Friday, April 02, 2004

Post-Modern Art and the Disillusioned Experience 

I am about to analyze a piece by Gentileschi, "Judith Beheading Holofernes," for my Art History class and am accompanied by my good friend, Miles Davis, as I meditate. The selection of music is not altogether complimenting the era within which the piece was produced. But, there is never a bad time to listen to jazz, is there?

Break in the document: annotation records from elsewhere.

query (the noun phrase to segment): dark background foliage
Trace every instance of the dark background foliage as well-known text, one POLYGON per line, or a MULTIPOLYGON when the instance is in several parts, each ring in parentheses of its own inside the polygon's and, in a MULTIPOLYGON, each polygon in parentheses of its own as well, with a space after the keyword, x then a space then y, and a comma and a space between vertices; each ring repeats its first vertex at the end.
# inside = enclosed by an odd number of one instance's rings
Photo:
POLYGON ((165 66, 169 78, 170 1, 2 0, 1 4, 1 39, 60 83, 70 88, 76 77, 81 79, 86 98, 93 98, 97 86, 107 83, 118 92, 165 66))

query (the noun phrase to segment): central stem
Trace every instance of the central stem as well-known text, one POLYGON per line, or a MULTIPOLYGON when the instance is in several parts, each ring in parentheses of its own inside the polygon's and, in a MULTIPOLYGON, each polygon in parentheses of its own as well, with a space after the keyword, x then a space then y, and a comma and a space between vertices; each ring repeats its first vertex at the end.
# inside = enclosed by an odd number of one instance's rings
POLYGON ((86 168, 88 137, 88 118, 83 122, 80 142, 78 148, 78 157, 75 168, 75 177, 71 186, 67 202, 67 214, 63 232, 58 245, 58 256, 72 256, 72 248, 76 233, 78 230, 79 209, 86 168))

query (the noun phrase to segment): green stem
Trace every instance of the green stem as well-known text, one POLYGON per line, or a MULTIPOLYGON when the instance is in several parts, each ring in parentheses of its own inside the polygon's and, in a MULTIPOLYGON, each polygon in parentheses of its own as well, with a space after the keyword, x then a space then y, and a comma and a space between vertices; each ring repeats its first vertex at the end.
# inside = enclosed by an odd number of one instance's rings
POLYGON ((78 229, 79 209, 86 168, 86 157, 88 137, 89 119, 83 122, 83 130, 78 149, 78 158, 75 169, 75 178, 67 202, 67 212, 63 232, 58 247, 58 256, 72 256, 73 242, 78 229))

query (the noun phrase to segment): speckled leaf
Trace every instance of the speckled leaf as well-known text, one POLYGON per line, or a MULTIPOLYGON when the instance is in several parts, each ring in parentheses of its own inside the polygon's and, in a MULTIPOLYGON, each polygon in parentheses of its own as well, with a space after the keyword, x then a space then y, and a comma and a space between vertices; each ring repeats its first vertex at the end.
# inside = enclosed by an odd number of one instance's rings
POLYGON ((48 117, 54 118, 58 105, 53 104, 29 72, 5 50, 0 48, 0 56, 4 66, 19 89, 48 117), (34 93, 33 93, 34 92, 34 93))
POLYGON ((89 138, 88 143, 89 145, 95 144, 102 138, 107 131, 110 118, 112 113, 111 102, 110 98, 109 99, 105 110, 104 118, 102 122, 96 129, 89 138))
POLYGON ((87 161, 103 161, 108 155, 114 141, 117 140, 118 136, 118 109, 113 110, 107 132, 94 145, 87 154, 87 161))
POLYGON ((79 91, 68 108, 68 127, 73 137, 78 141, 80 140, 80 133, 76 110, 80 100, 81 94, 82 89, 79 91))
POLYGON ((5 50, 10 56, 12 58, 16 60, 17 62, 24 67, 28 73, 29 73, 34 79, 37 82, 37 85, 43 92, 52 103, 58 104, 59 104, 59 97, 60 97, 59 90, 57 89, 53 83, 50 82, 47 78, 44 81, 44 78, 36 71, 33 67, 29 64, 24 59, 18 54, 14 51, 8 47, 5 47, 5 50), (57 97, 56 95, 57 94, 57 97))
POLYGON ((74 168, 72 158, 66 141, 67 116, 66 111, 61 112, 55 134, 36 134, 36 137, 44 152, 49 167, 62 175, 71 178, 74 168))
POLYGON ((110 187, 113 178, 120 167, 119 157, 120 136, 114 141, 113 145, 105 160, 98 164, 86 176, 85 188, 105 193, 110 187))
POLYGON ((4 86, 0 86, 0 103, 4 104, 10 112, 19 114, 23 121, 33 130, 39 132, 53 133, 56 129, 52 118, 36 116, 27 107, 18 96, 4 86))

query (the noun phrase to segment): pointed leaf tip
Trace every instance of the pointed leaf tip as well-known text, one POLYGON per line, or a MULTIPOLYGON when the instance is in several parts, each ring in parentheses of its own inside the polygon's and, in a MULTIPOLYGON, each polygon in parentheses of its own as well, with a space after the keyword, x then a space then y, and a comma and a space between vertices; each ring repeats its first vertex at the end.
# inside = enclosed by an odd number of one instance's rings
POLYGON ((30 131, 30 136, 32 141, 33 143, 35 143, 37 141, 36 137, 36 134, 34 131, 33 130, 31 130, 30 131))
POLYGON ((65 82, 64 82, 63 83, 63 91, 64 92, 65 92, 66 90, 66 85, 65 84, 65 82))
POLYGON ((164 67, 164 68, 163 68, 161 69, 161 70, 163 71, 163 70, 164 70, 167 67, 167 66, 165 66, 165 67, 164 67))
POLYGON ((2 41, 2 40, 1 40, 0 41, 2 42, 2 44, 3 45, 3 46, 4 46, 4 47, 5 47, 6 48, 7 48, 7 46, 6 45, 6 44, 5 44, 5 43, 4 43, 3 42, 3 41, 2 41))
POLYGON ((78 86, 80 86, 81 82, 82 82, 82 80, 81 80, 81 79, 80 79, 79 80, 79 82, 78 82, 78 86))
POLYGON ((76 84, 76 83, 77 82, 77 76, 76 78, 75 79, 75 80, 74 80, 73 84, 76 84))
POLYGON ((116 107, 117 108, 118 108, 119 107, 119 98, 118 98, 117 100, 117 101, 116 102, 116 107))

Just to blend epochs a little more, I am going to break before I start and write a little tidbit on this fascinating Post-Modern church that Cuthill lectured on last class. Apparently, these two guys got together sometime mid-20th century to artistically express the disillusionment of Post-modernity via architectural symbolism. So these guys, Newman and Rothco, build this church which stands simply for that purpose. In front of the church is a structure placed within a fountain that is designed as such: the base, being the water, parallels the meaninglessness or void upon which the ideals of man have been established. Upon that rests a pyramid, expressing the height of the advanced Egyptian civilization (progress, movement, sciences, etc.,). To top the whole thing off, a precariously positioned obelisk turned on its head is balanced on the apex of the pyramid. This, of course, symbolizes Roman power and civilization. The poignancy of the structure is the thought that has pervaded the "Post-modern" era; that all of man's aspirations and dreams are empty and broken, meaningless and foundationless. The inverted obelisk portrays that all of the progress of man has been turned on his own head. Pretty odd looking thing, but what a statement!

Then Rothco got real creative. The murals that decorate the walls of the church are, quite simply, colour fields. That's right. A mass of canvas with one plain, inert colour streaked across it from corner-to-corner. What does this mean, you ask? Apparently, since the eye could focus on absolutely nothing within these pieces--no object, no movement, no lines, no shape, no perspective--they protested that there is no longer any focus on anything meaningful, progressive, or spiritual within our Western culture.


I think it would be a tad depressing to visit such a church. And at the same time, altogether fascinating.

Just some food for thought.

God Bless on all your studies and various responsibilites :o)!